From reader John Alton

Re: BUSINESS BUZZ: Part 3 of the Buzz’s annual year in review, Jan. 20

In response to your article about job loss from government deferrals of old growth forests, I question the assertion that 20 mills may close and that it’s the fault of conservation. Seeking more information I found an article in the Narwhal.

“Ecosystem collapse in B.C.’s rare inland temperate rainforest is imminent in nine to 18 years if logging rates continue at current levels, according to a new study by Canadian and American scientists that classifies the old-growth forest as critically endangered. Within a decade or two we could really be facing a major extinction event in the inland temperate rainforest,” Darwyn Coxson, one of the study’s nine authors, told The Narwhal.

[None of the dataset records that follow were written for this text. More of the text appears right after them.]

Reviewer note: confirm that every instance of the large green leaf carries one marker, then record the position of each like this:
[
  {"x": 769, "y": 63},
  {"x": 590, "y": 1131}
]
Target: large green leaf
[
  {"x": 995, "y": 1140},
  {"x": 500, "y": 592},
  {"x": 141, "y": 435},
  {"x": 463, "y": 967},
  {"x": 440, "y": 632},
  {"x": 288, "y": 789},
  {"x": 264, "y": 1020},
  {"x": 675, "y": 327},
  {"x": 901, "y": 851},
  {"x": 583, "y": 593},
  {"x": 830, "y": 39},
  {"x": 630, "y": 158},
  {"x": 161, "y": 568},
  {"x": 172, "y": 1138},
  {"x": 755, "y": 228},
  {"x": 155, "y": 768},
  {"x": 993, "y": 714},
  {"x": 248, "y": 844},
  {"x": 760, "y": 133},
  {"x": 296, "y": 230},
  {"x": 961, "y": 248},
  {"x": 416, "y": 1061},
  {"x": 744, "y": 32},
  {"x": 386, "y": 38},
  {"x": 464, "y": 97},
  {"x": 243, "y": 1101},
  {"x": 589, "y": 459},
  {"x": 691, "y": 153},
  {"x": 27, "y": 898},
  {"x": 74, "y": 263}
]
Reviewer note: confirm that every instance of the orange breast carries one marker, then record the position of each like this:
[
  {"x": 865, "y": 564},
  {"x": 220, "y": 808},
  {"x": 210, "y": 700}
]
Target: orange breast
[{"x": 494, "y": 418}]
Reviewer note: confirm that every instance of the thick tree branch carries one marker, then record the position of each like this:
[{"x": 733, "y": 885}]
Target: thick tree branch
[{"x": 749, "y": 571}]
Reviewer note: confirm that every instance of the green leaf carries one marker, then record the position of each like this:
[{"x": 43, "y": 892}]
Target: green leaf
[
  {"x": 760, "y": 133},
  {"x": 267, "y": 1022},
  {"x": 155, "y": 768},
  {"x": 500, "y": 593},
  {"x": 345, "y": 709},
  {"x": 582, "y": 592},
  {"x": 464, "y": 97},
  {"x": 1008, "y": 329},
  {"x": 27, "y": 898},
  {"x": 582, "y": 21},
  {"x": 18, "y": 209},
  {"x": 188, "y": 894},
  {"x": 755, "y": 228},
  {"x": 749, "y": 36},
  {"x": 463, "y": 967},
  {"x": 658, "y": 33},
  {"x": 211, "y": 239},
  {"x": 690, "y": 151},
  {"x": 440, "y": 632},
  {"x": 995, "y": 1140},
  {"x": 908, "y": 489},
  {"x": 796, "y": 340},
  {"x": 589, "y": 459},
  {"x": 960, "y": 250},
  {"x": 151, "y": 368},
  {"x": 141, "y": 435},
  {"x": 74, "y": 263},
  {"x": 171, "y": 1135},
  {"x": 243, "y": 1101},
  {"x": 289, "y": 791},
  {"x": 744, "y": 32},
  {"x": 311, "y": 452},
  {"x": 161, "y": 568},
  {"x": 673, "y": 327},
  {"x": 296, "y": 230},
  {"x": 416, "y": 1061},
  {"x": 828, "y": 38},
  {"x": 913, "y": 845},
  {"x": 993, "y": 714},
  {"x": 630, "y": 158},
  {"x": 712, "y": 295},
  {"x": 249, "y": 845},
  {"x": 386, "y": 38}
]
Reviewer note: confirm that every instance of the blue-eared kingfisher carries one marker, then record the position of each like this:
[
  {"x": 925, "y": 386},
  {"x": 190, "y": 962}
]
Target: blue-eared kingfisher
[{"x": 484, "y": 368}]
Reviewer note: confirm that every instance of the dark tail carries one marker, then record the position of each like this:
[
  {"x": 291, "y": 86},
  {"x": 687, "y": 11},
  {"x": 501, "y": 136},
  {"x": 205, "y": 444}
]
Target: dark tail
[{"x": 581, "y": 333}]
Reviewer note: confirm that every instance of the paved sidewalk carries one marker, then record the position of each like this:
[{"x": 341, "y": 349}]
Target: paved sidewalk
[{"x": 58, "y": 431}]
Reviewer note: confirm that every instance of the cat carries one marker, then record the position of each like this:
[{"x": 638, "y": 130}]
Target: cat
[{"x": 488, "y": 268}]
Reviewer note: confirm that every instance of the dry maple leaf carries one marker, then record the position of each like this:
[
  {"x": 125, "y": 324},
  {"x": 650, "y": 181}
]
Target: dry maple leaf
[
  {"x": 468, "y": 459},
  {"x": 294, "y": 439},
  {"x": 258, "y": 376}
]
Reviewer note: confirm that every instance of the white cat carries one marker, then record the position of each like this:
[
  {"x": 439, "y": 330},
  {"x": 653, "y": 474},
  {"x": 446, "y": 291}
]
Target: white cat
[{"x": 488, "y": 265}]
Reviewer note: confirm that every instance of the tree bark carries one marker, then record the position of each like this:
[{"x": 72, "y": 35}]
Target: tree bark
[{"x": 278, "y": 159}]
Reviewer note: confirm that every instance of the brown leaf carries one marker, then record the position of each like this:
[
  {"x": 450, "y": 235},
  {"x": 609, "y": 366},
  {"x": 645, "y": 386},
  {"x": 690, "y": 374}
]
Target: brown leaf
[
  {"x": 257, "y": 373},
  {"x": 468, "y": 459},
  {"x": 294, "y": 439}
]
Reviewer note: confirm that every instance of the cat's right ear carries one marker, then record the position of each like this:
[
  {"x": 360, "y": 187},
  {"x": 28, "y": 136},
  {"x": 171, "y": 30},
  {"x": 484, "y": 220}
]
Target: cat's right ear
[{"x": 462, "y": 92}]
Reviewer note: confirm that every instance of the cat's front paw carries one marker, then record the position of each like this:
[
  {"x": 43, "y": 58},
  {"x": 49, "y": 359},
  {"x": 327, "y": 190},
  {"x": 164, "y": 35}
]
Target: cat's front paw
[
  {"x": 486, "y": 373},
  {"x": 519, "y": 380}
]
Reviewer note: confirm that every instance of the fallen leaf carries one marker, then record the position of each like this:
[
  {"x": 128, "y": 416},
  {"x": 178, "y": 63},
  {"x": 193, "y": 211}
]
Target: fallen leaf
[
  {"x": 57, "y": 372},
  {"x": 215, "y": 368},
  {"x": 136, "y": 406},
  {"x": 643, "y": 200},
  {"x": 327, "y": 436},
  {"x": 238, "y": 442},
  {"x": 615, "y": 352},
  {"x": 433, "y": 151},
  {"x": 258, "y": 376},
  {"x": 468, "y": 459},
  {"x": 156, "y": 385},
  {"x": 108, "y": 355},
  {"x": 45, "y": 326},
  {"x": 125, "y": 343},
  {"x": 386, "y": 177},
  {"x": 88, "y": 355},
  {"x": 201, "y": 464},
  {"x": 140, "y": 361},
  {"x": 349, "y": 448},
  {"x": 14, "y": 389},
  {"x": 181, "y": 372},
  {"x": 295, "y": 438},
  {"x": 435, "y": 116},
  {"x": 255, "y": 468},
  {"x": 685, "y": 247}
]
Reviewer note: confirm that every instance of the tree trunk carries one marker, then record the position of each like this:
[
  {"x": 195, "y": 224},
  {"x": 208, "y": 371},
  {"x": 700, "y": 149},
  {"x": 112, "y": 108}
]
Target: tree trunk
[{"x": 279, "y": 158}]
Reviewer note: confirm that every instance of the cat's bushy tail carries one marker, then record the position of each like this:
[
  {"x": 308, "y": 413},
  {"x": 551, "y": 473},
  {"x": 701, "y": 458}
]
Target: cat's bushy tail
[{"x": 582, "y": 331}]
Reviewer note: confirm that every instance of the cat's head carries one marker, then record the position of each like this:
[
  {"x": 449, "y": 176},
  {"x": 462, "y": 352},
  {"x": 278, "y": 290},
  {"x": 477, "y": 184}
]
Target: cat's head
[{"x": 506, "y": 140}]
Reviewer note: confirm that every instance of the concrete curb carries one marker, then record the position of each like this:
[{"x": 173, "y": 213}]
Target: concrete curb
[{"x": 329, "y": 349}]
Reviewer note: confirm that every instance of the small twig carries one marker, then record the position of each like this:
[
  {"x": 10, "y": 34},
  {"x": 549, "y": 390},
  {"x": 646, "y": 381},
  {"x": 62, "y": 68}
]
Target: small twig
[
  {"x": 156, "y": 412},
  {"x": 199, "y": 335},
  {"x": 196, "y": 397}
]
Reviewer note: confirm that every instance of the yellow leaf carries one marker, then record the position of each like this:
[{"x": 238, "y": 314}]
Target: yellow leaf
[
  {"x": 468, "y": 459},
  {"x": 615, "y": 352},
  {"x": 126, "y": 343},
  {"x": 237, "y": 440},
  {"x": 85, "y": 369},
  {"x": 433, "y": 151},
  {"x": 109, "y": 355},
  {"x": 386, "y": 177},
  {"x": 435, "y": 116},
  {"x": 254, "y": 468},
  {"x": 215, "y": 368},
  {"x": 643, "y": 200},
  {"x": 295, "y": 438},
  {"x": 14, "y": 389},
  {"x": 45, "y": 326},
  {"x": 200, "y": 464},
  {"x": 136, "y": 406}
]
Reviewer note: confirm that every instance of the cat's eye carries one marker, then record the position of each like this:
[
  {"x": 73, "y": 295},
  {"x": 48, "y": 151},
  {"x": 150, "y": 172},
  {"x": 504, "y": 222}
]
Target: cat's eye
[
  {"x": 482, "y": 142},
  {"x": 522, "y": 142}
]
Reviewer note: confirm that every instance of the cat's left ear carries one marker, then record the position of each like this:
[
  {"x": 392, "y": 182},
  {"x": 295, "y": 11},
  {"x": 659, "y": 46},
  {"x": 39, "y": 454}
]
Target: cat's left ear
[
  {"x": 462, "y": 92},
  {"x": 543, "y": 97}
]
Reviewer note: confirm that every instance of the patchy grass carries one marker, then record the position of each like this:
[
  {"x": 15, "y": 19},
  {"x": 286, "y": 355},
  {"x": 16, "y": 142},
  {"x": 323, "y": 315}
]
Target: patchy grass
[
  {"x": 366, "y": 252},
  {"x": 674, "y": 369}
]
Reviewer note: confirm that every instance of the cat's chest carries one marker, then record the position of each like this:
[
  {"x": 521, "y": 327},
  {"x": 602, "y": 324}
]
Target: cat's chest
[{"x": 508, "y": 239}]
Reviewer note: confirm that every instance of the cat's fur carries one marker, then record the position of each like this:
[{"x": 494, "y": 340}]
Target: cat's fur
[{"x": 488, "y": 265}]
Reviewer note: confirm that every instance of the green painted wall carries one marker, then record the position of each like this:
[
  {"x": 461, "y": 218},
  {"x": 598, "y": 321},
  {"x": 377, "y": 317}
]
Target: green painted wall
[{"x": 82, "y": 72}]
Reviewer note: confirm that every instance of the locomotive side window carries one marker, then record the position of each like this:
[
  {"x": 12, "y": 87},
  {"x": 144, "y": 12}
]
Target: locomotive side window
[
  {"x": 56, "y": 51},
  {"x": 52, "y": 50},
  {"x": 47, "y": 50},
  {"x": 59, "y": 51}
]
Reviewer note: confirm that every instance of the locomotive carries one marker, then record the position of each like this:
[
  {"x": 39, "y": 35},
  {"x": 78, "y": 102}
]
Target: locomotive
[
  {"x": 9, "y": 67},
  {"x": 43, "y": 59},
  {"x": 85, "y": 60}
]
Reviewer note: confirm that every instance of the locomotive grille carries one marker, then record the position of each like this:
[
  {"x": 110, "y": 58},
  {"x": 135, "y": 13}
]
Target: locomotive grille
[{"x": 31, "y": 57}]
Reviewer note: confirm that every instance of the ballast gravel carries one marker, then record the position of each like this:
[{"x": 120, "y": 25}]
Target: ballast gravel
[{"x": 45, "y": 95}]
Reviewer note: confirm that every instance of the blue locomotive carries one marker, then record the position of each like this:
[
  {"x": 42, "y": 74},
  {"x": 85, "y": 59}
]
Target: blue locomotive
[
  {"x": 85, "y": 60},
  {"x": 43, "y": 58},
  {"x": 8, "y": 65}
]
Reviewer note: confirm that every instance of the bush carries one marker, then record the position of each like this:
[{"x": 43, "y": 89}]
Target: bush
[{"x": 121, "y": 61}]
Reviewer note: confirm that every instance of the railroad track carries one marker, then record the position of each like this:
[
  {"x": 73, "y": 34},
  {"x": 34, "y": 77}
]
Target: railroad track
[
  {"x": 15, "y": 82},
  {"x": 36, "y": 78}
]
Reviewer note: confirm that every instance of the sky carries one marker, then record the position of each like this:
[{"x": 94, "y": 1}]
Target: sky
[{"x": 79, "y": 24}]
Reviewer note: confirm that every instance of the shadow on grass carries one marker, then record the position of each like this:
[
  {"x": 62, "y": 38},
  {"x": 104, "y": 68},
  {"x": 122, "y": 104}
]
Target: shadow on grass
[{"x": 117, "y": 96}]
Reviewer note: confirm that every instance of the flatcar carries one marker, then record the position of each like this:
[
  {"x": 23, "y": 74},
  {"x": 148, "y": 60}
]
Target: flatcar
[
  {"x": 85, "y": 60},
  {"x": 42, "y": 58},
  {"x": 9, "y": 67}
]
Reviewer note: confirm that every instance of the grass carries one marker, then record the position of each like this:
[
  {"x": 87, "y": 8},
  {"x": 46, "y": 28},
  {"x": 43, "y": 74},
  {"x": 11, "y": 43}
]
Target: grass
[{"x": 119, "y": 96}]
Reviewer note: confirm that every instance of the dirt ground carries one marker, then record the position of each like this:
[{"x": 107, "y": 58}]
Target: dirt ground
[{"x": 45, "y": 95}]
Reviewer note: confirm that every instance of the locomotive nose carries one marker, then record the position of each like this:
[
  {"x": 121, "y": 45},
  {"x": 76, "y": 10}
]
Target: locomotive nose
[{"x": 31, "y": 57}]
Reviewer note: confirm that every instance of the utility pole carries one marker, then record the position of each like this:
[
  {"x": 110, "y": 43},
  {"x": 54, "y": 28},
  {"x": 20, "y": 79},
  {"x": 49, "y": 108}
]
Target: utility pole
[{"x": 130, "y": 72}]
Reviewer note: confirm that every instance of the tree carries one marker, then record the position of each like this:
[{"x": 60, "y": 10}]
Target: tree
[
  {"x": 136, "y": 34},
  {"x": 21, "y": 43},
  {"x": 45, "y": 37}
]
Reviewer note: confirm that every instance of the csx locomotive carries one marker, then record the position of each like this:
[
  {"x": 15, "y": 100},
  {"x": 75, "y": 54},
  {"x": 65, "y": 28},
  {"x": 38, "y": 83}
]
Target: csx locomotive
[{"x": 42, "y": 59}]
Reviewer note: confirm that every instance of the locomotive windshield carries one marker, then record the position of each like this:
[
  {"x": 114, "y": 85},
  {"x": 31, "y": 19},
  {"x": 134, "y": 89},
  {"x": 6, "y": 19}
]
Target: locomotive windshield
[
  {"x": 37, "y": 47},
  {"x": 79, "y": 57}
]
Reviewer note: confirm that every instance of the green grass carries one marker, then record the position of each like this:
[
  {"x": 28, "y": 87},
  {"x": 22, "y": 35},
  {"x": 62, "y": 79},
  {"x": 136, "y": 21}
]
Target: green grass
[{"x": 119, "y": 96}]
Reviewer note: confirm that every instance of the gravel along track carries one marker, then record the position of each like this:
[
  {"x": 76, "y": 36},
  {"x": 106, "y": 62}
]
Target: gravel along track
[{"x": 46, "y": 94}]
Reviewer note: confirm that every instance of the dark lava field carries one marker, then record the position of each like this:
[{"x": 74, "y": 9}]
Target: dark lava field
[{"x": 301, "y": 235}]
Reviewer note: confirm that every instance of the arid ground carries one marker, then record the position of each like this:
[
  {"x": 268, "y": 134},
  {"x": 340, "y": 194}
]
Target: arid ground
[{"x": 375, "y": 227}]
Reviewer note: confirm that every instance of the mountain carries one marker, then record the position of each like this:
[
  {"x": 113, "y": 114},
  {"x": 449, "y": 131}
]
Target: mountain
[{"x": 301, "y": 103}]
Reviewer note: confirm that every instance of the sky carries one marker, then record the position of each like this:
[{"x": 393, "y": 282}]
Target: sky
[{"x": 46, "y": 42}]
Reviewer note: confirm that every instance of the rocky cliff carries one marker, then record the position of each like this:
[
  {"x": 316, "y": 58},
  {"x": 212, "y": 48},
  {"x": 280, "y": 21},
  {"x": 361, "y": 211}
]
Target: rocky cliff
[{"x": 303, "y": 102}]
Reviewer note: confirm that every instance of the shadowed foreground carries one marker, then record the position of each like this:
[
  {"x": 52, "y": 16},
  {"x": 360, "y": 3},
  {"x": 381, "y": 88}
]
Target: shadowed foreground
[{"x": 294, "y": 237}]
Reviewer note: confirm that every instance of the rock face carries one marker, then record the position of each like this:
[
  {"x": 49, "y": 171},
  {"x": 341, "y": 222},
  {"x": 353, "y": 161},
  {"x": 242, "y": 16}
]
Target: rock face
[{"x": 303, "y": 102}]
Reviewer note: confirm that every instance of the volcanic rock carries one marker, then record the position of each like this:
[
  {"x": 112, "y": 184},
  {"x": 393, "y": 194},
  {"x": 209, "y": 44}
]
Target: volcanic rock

Another researcher, Ben Parfitt from CCPA, said on the EcoCentric radio show that 50,000 jobs have been lost from B.C. forestry in the last 20 years. Industry is shutting down mills, reinvesting outside Canada and shipping out logs. Obviously government and industry are responsible for the massive job losses. B.C. is the second worst forestry jobs creator in Canada. Blaming conservation is wrong and only creates division and animosity towards those who act to save some minimum environmental biodiversity.

Taking stock, we have mostly lost the mountain caribou from our region because of over-cutting and studies have linked excessive clearcutting to wildfires, landslides and flooding. Are we going to passively continue with business as usual? I hope we can all work together, do the right thing and harvest within the capacity of forest ecosystems and then our forests will provide us clean air and water, a stable climate, a safe environment plus sustainable jobs.

I volunteer with Last Stand West Kootenays and I so much want readers to consider your position on conservation and help us to work towards a better future with jobs and environment. Lastly maybe you’d be with us at the next rally to protect the last stands of old growth forests?